Un film di Agustín Díaz Yanes. Con Viggo Mortensen, Elena Anaya, Eduardo Noriega, Javier Cámara, Jesús Castejón, Antonio Dechent.
Durata: 145 minuti – Produzione Spagna, Francia, USA 2006. –

Una pellicola contestata, che già nella locandina preannuncia luci ed ombre, evocate dal nome del protagonista, che ha ispirato la serie di romanzi dello scrittore spagnolo Perez-Reverte, di cui questo film è una specie di riassunto. Ecco quindi una storia di cappa e spada, che sullo sfondo storico della Spagna del 17° secolo impegnata in lotte di potere interne e guerra nelle Fiandre, narra vent’anni di vita di un uomo tanto abile con la spada da essere sempre impegnato o in battaglia o a sbrigare qualche “faccenda di sangue” per conto di nobili. Uno stile di vita che cambierà un poco quando al Capitano sarà affidata la tutela di Inigo, figlio di un suo compagno morto in guerra, ma non tanto da permettergli di coronare il suo sogno d’amore.

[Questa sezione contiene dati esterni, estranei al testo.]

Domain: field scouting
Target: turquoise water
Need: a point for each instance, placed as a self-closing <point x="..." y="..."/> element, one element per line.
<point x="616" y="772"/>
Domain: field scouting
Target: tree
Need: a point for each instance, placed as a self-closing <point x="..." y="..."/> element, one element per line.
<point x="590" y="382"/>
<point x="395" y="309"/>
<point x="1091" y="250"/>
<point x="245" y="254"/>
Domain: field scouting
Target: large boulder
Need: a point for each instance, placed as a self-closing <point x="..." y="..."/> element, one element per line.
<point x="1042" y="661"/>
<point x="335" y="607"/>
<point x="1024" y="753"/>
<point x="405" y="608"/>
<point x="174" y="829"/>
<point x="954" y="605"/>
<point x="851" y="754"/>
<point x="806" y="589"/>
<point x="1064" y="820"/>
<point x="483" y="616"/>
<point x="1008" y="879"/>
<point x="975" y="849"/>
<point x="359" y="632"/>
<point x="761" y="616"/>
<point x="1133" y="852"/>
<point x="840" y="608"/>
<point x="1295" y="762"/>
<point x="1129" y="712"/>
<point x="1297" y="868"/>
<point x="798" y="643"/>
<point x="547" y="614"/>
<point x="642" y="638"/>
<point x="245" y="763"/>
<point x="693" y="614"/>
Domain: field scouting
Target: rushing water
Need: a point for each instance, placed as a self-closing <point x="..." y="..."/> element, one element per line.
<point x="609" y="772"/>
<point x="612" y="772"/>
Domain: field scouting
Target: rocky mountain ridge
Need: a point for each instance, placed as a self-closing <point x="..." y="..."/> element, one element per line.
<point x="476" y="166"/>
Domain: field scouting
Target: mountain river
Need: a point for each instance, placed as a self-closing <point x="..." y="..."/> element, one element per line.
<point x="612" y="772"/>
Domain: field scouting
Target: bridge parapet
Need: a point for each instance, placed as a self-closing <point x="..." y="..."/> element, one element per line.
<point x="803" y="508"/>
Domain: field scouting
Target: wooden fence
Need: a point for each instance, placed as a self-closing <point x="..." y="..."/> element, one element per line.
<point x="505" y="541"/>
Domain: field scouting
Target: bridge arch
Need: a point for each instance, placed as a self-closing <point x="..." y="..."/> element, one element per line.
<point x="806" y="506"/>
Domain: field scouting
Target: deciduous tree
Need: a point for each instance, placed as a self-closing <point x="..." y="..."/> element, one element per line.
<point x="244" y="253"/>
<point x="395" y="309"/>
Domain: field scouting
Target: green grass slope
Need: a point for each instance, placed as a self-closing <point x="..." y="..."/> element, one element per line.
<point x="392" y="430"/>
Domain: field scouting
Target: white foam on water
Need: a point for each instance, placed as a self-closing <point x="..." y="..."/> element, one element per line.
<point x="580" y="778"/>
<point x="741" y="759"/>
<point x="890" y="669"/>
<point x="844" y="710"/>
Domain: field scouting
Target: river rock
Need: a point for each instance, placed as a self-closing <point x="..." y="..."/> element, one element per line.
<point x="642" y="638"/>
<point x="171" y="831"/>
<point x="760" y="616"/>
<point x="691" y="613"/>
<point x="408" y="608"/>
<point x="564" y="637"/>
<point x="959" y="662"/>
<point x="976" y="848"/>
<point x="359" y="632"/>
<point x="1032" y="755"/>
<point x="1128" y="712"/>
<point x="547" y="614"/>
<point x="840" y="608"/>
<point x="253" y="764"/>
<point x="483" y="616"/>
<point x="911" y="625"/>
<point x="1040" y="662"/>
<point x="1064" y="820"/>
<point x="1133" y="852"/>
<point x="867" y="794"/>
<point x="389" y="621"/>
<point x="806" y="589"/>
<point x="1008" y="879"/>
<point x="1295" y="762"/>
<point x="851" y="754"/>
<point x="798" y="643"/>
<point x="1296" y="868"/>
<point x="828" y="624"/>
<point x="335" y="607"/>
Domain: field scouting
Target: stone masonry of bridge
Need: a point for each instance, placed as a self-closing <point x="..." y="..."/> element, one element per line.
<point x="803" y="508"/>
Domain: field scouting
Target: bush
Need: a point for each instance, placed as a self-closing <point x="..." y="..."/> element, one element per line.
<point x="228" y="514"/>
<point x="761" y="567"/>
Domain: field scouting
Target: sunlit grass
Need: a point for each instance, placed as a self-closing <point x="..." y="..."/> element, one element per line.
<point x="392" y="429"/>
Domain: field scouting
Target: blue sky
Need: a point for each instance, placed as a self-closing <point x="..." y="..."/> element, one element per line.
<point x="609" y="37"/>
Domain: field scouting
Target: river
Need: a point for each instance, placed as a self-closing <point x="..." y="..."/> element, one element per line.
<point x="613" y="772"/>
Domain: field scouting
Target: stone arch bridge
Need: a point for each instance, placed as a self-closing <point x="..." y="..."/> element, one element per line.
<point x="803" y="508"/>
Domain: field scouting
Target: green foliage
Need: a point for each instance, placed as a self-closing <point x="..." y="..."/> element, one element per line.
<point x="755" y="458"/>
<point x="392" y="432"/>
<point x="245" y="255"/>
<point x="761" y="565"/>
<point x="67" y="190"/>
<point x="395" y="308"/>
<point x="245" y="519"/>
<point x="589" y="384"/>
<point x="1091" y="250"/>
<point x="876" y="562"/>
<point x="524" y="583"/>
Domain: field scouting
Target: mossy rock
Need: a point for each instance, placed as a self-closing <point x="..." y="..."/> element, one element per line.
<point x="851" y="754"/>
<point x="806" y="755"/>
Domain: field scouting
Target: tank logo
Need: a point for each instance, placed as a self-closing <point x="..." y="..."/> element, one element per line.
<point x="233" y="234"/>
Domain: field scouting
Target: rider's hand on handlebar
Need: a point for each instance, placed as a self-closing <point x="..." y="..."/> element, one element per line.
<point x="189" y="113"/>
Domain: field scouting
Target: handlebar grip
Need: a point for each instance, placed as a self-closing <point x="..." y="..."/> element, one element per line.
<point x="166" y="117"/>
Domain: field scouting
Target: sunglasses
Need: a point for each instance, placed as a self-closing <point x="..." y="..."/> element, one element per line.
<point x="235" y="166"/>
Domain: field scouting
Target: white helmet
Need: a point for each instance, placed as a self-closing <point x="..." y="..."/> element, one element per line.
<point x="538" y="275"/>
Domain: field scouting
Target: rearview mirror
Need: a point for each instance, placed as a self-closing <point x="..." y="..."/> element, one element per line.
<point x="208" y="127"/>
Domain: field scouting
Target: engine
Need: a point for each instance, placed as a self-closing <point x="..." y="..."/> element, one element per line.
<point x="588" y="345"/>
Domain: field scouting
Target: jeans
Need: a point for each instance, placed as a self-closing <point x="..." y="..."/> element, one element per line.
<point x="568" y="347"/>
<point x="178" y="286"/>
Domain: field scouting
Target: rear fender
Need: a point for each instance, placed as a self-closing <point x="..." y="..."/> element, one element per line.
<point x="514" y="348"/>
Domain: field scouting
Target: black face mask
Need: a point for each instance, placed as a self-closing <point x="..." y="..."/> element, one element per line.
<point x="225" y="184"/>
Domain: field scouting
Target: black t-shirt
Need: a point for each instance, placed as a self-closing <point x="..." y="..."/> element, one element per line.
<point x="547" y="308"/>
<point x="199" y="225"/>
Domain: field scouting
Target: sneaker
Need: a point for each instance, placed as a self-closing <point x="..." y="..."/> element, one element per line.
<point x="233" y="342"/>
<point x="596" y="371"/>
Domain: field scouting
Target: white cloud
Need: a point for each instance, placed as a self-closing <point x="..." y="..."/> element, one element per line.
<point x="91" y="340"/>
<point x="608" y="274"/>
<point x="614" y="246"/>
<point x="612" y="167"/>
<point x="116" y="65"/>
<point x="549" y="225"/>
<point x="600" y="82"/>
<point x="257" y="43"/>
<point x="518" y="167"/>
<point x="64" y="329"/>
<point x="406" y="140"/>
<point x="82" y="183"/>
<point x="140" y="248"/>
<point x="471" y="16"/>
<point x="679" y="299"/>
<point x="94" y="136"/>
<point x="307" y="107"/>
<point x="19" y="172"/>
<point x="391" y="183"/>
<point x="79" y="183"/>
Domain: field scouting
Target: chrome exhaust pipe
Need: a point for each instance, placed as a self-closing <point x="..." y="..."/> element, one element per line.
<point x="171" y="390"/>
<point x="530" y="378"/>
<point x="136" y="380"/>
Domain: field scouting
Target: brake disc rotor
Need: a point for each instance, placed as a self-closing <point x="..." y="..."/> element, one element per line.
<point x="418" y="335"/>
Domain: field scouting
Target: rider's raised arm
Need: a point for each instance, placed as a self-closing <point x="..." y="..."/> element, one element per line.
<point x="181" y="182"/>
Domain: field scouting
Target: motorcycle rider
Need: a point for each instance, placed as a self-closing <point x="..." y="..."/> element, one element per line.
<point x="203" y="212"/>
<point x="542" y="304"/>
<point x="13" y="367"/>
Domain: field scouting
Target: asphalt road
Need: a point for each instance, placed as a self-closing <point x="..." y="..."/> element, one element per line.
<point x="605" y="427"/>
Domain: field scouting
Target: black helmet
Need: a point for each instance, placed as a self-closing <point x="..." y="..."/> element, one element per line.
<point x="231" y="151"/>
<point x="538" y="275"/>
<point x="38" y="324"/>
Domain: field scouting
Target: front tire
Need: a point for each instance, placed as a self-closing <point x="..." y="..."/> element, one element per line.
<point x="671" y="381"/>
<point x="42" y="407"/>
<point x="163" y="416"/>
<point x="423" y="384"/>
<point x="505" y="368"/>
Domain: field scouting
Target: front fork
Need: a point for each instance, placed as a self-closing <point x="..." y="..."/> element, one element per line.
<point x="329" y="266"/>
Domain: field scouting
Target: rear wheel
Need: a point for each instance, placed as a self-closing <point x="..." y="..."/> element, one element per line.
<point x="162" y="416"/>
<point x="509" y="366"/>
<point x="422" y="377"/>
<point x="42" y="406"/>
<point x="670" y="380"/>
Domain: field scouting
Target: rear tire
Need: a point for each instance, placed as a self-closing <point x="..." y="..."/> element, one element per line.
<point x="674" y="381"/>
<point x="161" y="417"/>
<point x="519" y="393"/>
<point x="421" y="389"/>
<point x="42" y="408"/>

La buona volontà del regista non manca, e forse anche la presenza di un autore “di cassetta” come Viggo Mortensen deve aver stuzzicato la voglia di realizzare un kolossal alla pari di quelli a stelle e strisce ma ahinoi, tra il dire ed il fare c’è sempre qualcosa i mezzo e il film poco concretizza delle sue ambiziose pretese. Nonostante la bontà degli intenti infatti, lo svolgimento appare piuttosto confuso. A partire dalle scene di battaglia in cui è difficile, se non impossibile, distinguere chi stia da una parte e chi dall’altra, passando per gli intrighi di palazzo cosi articolati da dover essere prestamente abbandonati da chi dopotutto vuole vedersi un film e non risolvere un rebus, per finire con la descrizione dei caratteri dei protagonisti, immersi in una sorta di Alatriste di Rivombrosa, anche per via di giovani comprimari sufficientemente “belli e dannati” come Elena Anaya (Angelica) e il sempre in tiro (barba mai sfatta, giacca di pelle molto “in”) Unax Ugalde (Inigo), il tutto ambientato in una Madrid più borgo sugli Appennini in cui si incrocia un conoscente ogni volta che si fanno due passi e nevica sempre (ma l’estate non esisteva al tempo?) che capitale di un impero su cui il sole non tramontava mai, o quasi.

Qualche malizioso potrebbe accusare il regista di misoginia (ed in effetti le donne protagoniste della pellicola non fanno ne’ una bella figura ne’ una bella fine…) ma non gli può negare la cruda ed efficace ricostruzione delle imprese belliche, in cui emergono insieme le poche virtù e le molte pochezze dei soldati impegnati. Una menzione speciale va alla fotografia di Paco Feménia, decadente come il potere che ritrae, con l’apprezzabile tentativo di omaggiare un Velàzquez che fa capolino a destra e a manca.

Una pellicola molto, forse troppo “mediterranea”, pervasa da voglia di grandezza e sottile malinconia, che lascia lo spettatore non esaltato come al termine de “L’ultimo samurai” di Cruise – Zwick (e la citazione non è casuale…) e neppure accontenta i palati fini che vorrebbero vedere una risposta in salsa ispanica all’olmiano “Il mestiere delle armi”, ciononostante il film merita la visione (e se fosse stato tagliato di una ventina di minuti lo avrebbe meritato ancora di più) non solo da parte di coloro che si appassionano a tirar di scherma, ma anche di tutti quelli che ogni tanto riflettono sul rapporto tra libero arbitrio individuale e Destino deciso altrove, perché alla finfine, tanti di noi un po’ ci si ritroveranno, in questo soldataccio male in arnese con un senso d’onore tutto suo, incapace di confessare il suo amore alla donna per cui è pronto a dare la vita, fuori dal suo tempo e quindi – per questo – sempre attuale nel suo essere umano.